*The Pope: There, I heard the call to priesthood

(...) “All of you in the square shouted out 'Francis, Francis, Pope Francis,' but where was Jesus?” he admonished them. “I want to hear you shout out 'Jesus, Jesus is Lord, and he is in our midst.'”


“I received my first Christian proclamation right from this woman, from my grandmother. That is something beautiful,” he exclaimed.


He told mothers to conscientiously transmit faith to their children, because “God puts people alongside us who help our journey of faith.”

He also told how, at the age of 16, he felt a sudden urge to go to confession one day. It was there that he heard the call to priesthood.

“After the confession I felt that something had changed, I was not the same. I felt a voice call me, and I was convinced that I had to become a priest.”
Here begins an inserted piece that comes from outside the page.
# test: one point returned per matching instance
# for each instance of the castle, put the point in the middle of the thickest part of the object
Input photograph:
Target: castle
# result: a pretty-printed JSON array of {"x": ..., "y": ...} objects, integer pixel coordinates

“This experience of faith is important,” he added. “We say that we must seek God, go to him to ask for forgiveness but when we go, he is waiting for us, he is the first one there.”

(...)
“If we push ahead with planning and organization – beautiful things indeed – but without Jesus, then we are on the wrong road. Jesus is the most important thing,” emphasized Pope Francis.

The pontiff underscored the importance of prayer and “letting God gaze at you.”

He said that he prays the rosary daily, but often “nods off” in front of the tabernacle. “But he understands me. I feel so much comfort when I think that he is looking at me.”

The Bishop of Rome underscored the need for letting one’s self be guided by God.

“When the Church becomes closed in on itself, it gets sick,” Pope Francis said, appealing to people to “not close in on themselves, on their own friends and movements.”

“We cannot become starched Christians, too polite, who speak of theology calmly over tea, we have to become courageous Christians,” he said.



He also emphasized the danger of letting worldliness creep into the Church. “There is a problem that is not good for Christians: the spirit of the world, the worldly spirit, the spiritual worldliness.”